When one passes by the lush new landscape at the entrance to Encore Boston Harbor on Lower Broadway, think Buffalo.
Buffalo?
Yes, in fact it is Buffalo, New York that has provided most all of the mature spruce and pine trees that weave and wander along Broadway and up to the resort entrance, according to Patrick Chadwick, director of horticulture and floral for Encore.
Chadwick has been with Wynn in Las Vegas for nearly seven years, but moved out to Boston more than a year ago to begin executing a plan for the entrance that was on the drawing board since 2013.
And a majority of the time spent in the early days of executing that plan was in Buffalo.
“We sourced most of those trees from Buffalo, so Buffalo has been very good to us,” said Chadwick. “I hand-picked most of them.”
Each of the trees is placed in just the exact location, Chadwick said, and that was the result of years of study and planning.

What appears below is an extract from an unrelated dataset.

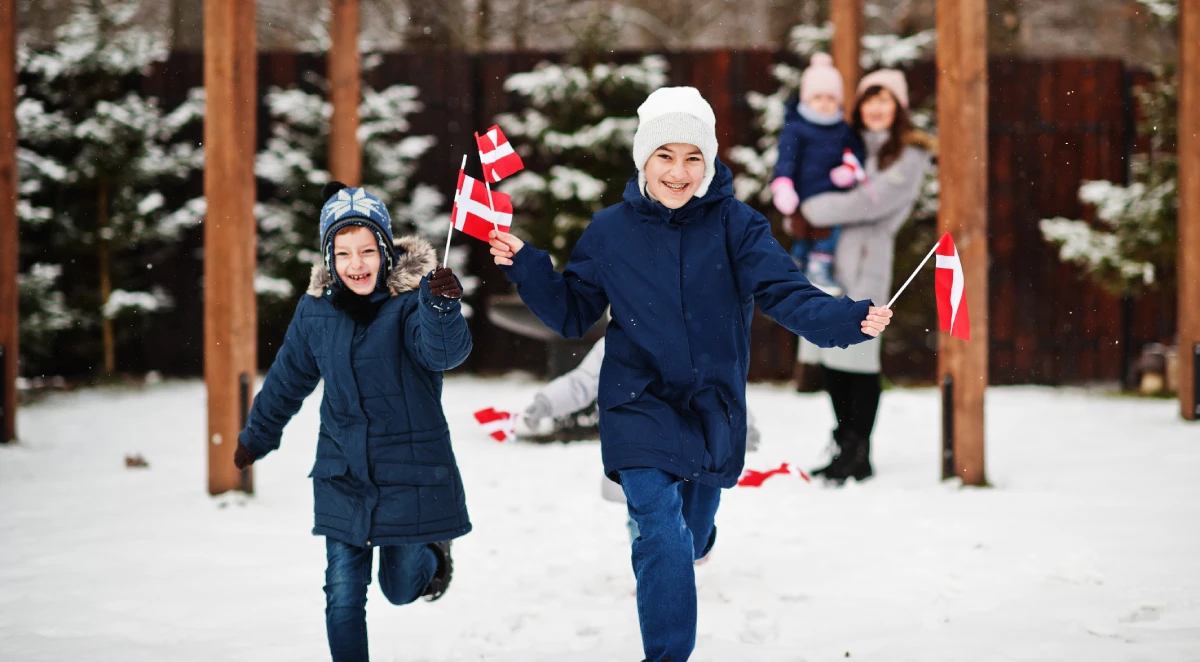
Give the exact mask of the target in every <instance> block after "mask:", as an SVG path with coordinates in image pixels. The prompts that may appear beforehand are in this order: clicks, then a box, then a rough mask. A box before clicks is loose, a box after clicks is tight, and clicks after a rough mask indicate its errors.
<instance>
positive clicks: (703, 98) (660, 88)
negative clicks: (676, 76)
mask: <svg viewBox="0 0 1200 662" xmlns="http://www.w3.org/2000/svg"><path fill="white" fill-rule="evenodd" d="M668 143H685V144H689V145H696V146H697V148H700V154H701V155H703V156H704V181H703V182H701V185H700V188H697V189H696V197H697V198H700V197H703V195H704V193H708V185H710V183H713V175H715V174H716V115H714V114H713V107H712V106H709V104H708V102H707V101H704V97H702V96H700V90H697V89H696V88H659V89H658V90H654V91H653V92H650V96H648V97H646V101H644V102H643V103H642V106H640V107H638V108H637V132H636V133H634V166H636V167H637V186H638V188H641V189H642V193H643V194H644V193H646V162H647V161H649V158H650V155H653V154H654V150H656V149H659V148H661V146H662V145H666V144H668Z"/></svg>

“We wanted to create a diverse entrance with a lot of Evergreens because this is New England and that’s northern country,” he said. “There is a lot of thought to it. Everything out there is contemplated and on purpose. We spent a lot of time thinking about where everything would go and at what angle it would be facing. We want it to look like we’ve been here a long time…You don’t just see a green wall set in front of you. It’s a wandering landscape. It’s a place to experience. We have provided a cover to the building because it invites one to explore the landscape. You need to experience the tree by going around it.”
The front entrance is ensconced with trees that are already 25 to 40 feet high, and they include Norway Spruce, White Spruce and the Encore Signature Scottish Pines that run up and down the drive. It has gone from a dirty, dead landscape to a virtual forest that transforms one from an urban area to a contemplated forest.
“We want it to feel like it’s a special place,” he said. “We thought through every part of how the landscape would interact with the guests and the public when we were planning it…It’s meant to transcend the place you’re in.”
The Norway Spruce trees come from retired Christmas tree farms in the Buffalo area. Chadwick personally drove around for hours searching and tagging trees that Encore wished to uproot and bring back to the site.
The Scotch Pines come from another reusable source too.
The trees were promoted by federal government conservation efforts after World War II in the New England area. There are vast fields of those trees now throughout New England in very dense forests. As it would happen, some of those trees migrated outside of the forests and ended up isolated into fields adjacent to the forests.
Chadwick and his team were able to scour the fields in those areas and find wayward, lonely Scotch Pines to bring back to the Encore forest on Lower Broadway.
“They have a lot of character and they’ve been wonderfully sculpted by nature being isolated,” he said.
However, what seems to be Chadwick’s favorite area is the Broadway entry garden, known internally right now as Oak Plaza.
That plaza is a roundabout just steps from the sidewalk that has a Red Oak tree that is 45-feet-tall as the focal point – with weeping cherry trees, Scotch Pines and other plantings framing it. With benches around the tree and a clear sight-line to the tree’s area, it is a space that Chadwick gave care to planning.
“That tree is a 45-foot tall Red Oak,” he said. “It came from New Jersey and weighed 19,000 pounds when we planted it. I traveled all over New Jersey and looked at many oak trees in the north and south of the state. We settled on this one because it is a tree I would want to stop to look at. I looked at a lot of trees and it was one that I would stop for. That tree called to me…It’s a dramatic area and we want people to experience it.”
Right now, Chadwick and his team are putting in some of the final touches on the outdoor plant, some flowers here and there and mulch around some of the beds. As that winds down, Chadwick said he is simply anxious to see the reaction from guests – a reaction he hopes will come with some major ‘wow’ factor included.
“Right now, the last remaining part of the landscape to add is the people,” he said.